La repercusión de la caída de Chipre en todo Occidente fue enorme. Las rutas comerciales de Venecia con Oriente quedaban a merced de los turcos, que ya planeaban apoderarse de Malta, después de su fracaso en el 65. El Papa Pío V, que siempre me pareció un santo, enarboló el ideal y la bandera de la Cristiandad después de las liviandades partidistas de algunos predecesores, y al sentir la amenaza del infiel en varios zarpazos sobre las costas de Italia, convocó a rebato una Santa Liga de todos los príncipes cristianos a la que me adherí inmediatamente. Después de mí lo hicieron las repúblicas navales de Génova y Venecia, mientras Francia, celosa ya de nuestra supremacía en Europa, se negó primero y luego quiso pensarlo mejor cuando ya era tarde. El Papa se consagró ardientemente a la formación y consolidación de la Santa Liga, que se formalizó en la primavera de 1571; y como nuestra era la principal fuerza en la mar, hubo de aceptar, con algún leve recelo de los aliados italianos, la jefatura suprema de don Juan de Austria, a quien yo había ya hecho previsoramente general de la mar desde 1568, cuando tuve los primeros informes sobre la presencia de emisarios del sultán y de Berbería entre los moriscos que por entonces preparaban su alzamiento. Entre mayo y septiembre de 1571 mis juntas de coordinación entre consejos funcionaron a pleno rendimiento, y en la resolución de tan variada cantidad de problemas se distinguió un joven secretario que había sabido ganar mi confianza, y luego mi privanza, desde mi mal año 1568, y que ahora consiguió mi sincera admiración por su diligencia y eficacia: su nombre es Antonio Pérez y siento tener que implicarle tan favorablemente, dada su espantosa traición posterior, en mis recuerdos de tan gloriosa jornada, la cumbre de todo mi reinado, pero estoy ante la muerte y me debo sencillamente a la verdad.
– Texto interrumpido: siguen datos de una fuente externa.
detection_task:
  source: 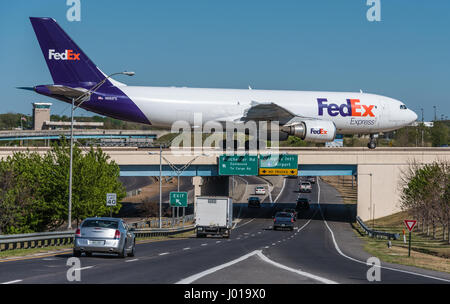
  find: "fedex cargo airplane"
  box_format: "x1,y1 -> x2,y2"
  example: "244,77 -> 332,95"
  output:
26,17 -> 417,149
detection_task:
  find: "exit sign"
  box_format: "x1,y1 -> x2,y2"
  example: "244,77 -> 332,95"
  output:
170,192 -> 187,207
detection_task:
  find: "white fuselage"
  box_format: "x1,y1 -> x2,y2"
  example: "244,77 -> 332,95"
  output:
120,86 -> 417,134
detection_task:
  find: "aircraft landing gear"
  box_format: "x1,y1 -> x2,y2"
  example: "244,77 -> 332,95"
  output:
367,134 -> 377,150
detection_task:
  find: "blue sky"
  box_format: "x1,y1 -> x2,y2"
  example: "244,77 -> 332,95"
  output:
0,0 -> 450,120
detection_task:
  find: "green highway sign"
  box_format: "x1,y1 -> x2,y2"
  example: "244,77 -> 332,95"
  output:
219,155 -> 258,175
170,192 -> 187,207
259,154 -> 298,175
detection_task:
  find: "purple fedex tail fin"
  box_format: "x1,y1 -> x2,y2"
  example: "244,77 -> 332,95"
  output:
29,17 -> 151,124
30,17 -> 105,86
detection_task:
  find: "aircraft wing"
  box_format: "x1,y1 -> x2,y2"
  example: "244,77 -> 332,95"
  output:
46,85 -> 87,99
241,101 -> 311,125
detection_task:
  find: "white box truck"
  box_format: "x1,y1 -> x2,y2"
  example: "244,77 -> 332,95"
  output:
194,196 -> 233,238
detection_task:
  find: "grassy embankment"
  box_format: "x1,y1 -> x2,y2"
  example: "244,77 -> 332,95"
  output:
323,176 -> 450,273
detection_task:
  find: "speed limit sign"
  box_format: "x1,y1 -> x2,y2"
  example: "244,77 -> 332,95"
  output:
106,193 -> 117,207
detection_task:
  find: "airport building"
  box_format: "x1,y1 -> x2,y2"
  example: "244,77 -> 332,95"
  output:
33,102 -> 52,130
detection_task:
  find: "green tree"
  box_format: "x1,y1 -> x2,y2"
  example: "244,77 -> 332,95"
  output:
430,121 -> 450,147
0,139 -> 126,233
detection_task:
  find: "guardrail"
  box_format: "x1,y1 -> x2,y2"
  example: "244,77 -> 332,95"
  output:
0,230 -> 75,251
356,216 -> 400,240
0,215 -> 195,251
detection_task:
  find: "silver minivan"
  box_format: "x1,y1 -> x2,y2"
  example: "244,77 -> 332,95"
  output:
73,217 -> 136,258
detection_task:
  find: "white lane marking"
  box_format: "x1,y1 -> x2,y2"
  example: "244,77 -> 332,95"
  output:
175,250 -> 257,284
256,251 -> 338,284
175,250 -> 336,284
74,266 -> 95,270
317,178 -> 450,283
233,218 -> 255,229
1,280 -> 22,285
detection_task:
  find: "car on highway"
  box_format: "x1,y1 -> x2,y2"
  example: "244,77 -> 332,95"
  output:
299,182 -> 312,193
282,208 -> 297,221
273,212 -> 294,231
73,217 -> 136,258
306,176 -> 316,184
248,196 -> 261,208
295,196 -> 311,211
255,186 -> 266,195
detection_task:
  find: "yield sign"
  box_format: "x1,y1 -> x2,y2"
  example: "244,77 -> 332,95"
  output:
405,220 -> 417,232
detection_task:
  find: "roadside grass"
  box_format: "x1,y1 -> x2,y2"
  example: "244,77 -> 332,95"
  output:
353,212 -> 450,273
322,176 -> 450,273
Para dejar bien claro ante mis reinos y todo el mundo que para mí la rebelión de los moriscos y la cruzada contra el Turco eran una y la misma guerra, designé —como digo— general de la mar a mi hermano Juan de Austria en 1568, cuando ya tuve noticias de que se fraguaba la conspiración de los rebeldes granadinos con el Turco y sus gobiernos vasallos de África; y le mantuve el cargo cuando le di el mando de las fuerzas, y luego el gobierno del reino de Granada en los años siguientes. La orden a fuego y a sangre que le comuniqué personalmente, de palabra y por escrito, contra los moriscos recalcitrantes, servía también para la campaña marítima contra el Turco al frente de la Santa Liga. En las instrucciones para que desempeñase recta y eficazmente el generalato de la mar —que firmé en Aranjuez el 23 de mayo de 1568—, le advertí que ante todo había de tener ante sí la devoción y el temor de Dios, de cuya mano ha de proceder todo bien y buenos y prósperos sucesos de vuestras navegaciones y empresas y jornadas; le adoctriné sobre la justicia; le recomendé que eligiese bien sus consejeros, pero a ninguno considerase como valido, consejo que yo me estaba empezando a saltar con Pérez; le insté a que no permitiese jamás en sus galeras la blasfemia y el pecado nefando de la sodomía, que debería castigar inapelablemente con la hoguera; le mostré cuál debería ser su comportamiento en la batalla. Ni en esas instrucciones ni después quise conceder todavía a mi hermano el tratamiento de alteza, silla y cortina, que él me solicitaba insistentemente; era hasta poco antes título de reyes solos y yo quería refrenar su justificada ambición.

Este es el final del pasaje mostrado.